Eine junge Frau betrügt ihren Freund mit dem Snowboardlehrer. Ein Journalist auf Pressereise schläft lustlos mit der PR-Betreuerin. Ein anderer Journalist stirbt. Und weil am nächsten Tag Abreise ist, kann das alles schnell wieder vergessen werden. In Erinnerungen gepackt und abgeheftet. Das Leben geht weiter. Dumm nur, wenn es, wie in diesem Fall, am nächsten Tag eben nicht weiter geht - weil der Pass verschneit und die einzige Zugangsstraße gesperrt und das Vergessen und Verdrängen plötzlich nicht mehr möglich ist. Der Betrug wird auffliegen, die Peinlichkeit des One-Night-Stands im Raum stehen bleiben. Und der Tote wird einfach nicht abgeholt. Also halten Karin und Paul, die junge Frau und der Journalist, Wache bei ihm - eine Totenwache zweier Fremder in einem eingeschneiten Wintersportort.

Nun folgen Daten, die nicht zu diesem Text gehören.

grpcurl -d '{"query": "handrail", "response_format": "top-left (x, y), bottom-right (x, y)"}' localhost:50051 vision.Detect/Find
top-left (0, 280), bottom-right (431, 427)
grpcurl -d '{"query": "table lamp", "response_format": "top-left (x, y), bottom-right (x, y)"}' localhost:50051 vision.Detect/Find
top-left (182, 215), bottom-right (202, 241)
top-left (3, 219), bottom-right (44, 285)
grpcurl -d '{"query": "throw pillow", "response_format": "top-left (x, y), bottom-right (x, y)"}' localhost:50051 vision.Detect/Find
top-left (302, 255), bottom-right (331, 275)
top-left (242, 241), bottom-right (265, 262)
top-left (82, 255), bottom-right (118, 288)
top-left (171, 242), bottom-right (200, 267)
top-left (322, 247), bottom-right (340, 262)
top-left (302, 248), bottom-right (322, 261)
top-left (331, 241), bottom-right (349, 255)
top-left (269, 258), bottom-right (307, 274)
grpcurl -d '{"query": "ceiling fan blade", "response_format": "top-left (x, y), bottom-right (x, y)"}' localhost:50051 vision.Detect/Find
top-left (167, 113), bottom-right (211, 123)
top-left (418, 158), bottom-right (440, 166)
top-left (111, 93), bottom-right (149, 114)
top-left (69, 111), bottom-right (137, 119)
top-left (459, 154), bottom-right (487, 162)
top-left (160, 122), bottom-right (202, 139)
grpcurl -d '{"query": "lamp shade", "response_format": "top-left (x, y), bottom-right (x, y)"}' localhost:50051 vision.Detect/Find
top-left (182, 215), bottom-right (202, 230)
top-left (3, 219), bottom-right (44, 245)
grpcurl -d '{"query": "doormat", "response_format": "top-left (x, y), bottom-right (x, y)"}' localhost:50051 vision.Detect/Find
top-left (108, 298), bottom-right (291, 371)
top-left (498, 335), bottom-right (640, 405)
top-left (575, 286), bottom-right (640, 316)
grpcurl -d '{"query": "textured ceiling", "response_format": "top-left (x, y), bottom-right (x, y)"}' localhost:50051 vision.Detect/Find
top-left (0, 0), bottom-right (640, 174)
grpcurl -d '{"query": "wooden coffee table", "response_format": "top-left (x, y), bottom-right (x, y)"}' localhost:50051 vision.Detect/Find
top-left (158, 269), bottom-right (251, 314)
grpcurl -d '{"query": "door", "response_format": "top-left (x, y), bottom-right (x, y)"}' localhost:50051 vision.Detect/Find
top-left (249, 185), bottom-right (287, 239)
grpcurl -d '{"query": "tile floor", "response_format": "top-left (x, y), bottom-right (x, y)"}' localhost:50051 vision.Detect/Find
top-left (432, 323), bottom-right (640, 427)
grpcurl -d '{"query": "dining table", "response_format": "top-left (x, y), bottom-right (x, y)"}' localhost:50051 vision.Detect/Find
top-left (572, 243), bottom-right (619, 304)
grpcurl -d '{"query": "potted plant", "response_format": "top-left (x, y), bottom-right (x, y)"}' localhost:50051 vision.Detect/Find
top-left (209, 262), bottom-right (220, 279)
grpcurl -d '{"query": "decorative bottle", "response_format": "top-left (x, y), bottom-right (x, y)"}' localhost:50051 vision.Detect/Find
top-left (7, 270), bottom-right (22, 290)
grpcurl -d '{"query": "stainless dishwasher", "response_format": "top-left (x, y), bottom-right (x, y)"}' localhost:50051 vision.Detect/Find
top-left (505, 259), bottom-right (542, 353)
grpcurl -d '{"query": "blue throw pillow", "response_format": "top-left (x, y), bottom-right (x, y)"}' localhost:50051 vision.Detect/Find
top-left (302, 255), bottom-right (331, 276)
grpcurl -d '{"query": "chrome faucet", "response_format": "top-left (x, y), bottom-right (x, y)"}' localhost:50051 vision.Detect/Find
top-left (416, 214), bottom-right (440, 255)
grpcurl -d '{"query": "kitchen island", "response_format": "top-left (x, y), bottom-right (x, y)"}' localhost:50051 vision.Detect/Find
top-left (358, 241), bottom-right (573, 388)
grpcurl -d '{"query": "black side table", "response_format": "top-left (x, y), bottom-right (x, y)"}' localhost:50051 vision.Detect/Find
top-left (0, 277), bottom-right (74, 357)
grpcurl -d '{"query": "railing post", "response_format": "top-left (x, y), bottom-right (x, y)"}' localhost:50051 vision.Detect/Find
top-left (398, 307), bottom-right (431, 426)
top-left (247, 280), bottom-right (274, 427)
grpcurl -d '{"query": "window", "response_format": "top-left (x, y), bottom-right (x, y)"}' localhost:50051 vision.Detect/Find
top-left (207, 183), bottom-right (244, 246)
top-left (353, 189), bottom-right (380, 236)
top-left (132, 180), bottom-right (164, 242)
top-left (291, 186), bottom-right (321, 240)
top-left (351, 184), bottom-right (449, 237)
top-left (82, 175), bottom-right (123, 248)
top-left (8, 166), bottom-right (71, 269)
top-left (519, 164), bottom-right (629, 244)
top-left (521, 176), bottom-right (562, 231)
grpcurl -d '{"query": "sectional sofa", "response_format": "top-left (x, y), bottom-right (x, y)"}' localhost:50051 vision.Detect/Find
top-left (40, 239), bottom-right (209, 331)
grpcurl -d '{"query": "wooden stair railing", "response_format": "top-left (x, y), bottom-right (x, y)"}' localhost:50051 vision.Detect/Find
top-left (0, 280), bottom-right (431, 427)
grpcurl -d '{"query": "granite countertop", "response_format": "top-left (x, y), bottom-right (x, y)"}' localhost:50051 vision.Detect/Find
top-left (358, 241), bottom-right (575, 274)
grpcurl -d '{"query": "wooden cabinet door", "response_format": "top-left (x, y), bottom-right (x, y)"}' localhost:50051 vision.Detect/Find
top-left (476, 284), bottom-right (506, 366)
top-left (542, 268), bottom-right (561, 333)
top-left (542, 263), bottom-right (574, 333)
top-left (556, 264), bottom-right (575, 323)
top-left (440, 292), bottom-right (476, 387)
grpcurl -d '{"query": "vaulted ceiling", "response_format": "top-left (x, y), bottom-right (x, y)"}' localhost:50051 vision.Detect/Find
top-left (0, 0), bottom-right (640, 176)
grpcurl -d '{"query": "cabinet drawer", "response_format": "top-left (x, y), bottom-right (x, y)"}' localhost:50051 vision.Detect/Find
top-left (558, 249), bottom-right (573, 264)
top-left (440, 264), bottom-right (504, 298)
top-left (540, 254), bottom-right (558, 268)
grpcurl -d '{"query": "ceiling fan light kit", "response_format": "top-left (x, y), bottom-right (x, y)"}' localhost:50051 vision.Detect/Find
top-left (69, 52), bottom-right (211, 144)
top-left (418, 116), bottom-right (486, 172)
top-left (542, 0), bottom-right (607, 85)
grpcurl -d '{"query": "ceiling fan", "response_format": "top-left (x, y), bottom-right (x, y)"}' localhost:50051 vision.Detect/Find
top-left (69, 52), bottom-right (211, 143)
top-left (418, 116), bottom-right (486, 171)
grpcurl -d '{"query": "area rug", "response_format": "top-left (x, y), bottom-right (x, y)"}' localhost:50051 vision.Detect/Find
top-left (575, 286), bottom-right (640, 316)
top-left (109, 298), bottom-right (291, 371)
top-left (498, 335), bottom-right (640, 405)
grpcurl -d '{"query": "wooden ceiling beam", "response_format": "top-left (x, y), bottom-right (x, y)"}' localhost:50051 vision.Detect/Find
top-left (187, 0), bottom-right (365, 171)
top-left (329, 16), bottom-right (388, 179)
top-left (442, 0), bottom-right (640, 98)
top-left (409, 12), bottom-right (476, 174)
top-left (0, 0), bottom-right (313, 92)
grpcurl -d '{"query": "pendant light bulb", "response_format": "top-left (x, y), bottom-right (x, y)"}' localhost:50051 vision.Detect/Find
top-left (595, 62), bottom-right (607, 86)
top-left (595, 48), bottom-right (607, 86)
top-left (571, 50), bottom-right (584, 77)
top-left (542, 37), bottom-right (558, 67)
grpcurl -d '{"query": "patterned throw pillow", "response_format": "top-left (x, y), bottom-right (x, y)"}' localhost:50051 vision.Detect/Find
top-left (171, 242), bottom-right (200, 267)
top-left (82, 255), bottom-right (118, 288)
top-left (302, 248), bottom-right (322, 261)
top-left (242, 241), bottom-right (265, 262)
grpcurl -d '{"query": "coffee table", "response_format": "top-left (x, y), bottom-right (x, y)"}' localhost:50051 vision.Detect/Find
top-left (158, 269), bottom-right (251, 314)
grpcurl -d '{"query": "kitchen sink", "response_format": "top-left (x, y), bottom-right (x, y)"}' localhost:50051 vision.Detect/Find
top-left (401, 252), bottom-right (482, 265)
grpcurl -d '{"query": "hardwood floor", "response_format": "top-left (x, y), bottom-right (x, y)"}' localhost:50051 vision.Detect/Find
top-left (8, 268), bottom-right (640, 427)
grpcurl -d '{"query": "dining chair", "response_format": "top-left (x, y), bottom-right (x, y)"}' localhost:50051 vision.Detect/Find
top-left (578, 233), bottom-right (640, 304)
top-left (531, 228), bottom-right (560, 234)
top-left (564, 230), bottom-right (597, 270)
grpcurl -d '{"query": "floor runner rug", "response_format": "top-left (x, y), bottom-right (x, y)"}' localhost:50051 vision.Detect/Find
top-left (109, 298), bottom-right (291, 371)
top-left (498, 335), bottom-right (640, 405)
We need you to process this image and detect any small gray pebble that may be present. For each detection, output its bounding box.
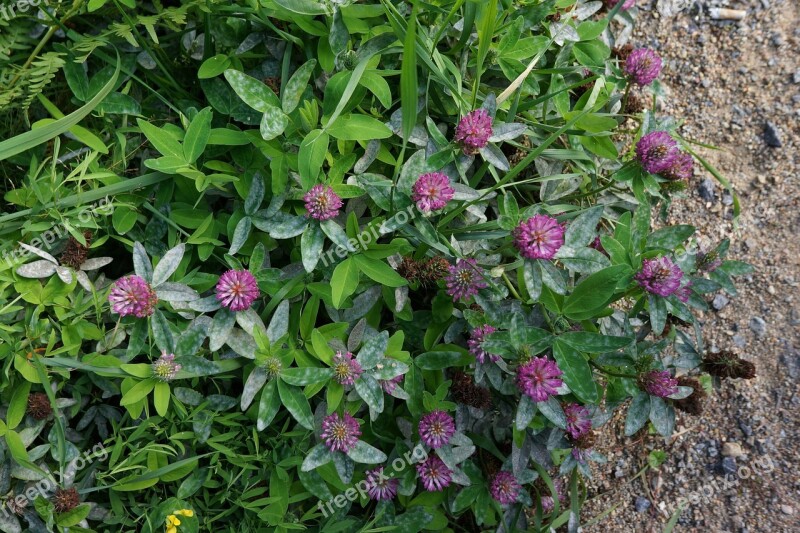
[634,496,650,513]
[711,294,730,311]
[750,316,767,337]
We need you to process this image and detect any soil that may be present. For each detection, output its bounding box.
[582,0,800,533]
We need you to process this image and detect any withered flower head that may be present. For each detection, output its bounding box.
[450,371,492,409]
[28,392,53,420]
[59,231,92,270]
[673,376,707,416]
[51,487,81,514]
[703,350,756,379]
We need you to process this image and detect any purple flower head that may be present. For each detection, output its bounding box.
[333,352,364,385]
[633,256,683,298]
[411,172,456,213]
[216,270,261,311]
[108,276,158,318]
[639,370,678,398]
[624,48,661,85]
[661,151,694,181]
[455,109,492,154]
[419,409,456,450]
[489,470,519,505]
[467,324,500,363]
[675,281,692,303]
[320,413,361,453]
[564,403,592,439]
[303,185,342,220]
[367,466,400,501]
[417,455,453,492]
[445,259,487,300]
[378,374,403,394]
[517,357,564,402]
[636,131,680,174]
[606,0,636,11]
[514,215,564,259]
[152,350,181,383]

Wo sie sich ihr Leben so offen, ehrlich und direkt erzählen, wie es nur gegenüber einem Unbekannten möglich ist. Verena Carl - Schriftstellerin ("Lady Liberty") und Journalistin - legt mit ihrem zweiten Roman "Eine Nacht zu viel" eine stille, starke Erzählung vor. Zwei Menschen, zwei Geschichten, zwei Leben. Schnörkellos lässt sie die beiden Protagonisten durch ihre Schicksale treiben, lässt sie Erkenntnisse sammeln und Entdeckungen machen, ohne altkluge Ratschläge zu erteilen. Dass der Roman in der Abgeschiedenheit der Berge spielt, ist dabei geschickt gewählt. Die entlarvte Künstlichkeit des Skiortes, die für zwei Wochen ganz prima, aber zwanghaft verlängert eben überhaupt nicht funktioniert, bildet einen Mikrokosmos der Lächerlichkeit. Die undurchdringliche Schneedecke dämpft Gefühle und Erwartungen und verstärkt sie zugleich. Wie Geräusche, die der Schnee schluckt, während er die Farben gleichzeitig verstärkt. Verena Carl kommt aus der Poetry-Slam-Bewegung, sie weiß, mit welchen Gags man Punkte sammelt. Dennoch, und das ist ihre große Stärke, erliegt die 34-Jährige nicht der Versuchung, mittels hipper Fast-Food-Lektüre Befindlichkeiten publikumswirksam aufzubereiten, sondern lässt sich Zeit, ihre Figuren, Geschichten und Emotionen zu betrachten und kennen zu lernen. (Maike Schiller)

  • Verena Carl: Eine Nacht zu viel. Marion von Schröder Verlag, 144 Seiten; 14 Euro. Am 11. 11. um 20 Uhr liest die Autorin im "Macht-Club" im Malersaal (Schauspielhaus), Eintritt: 9 Euro.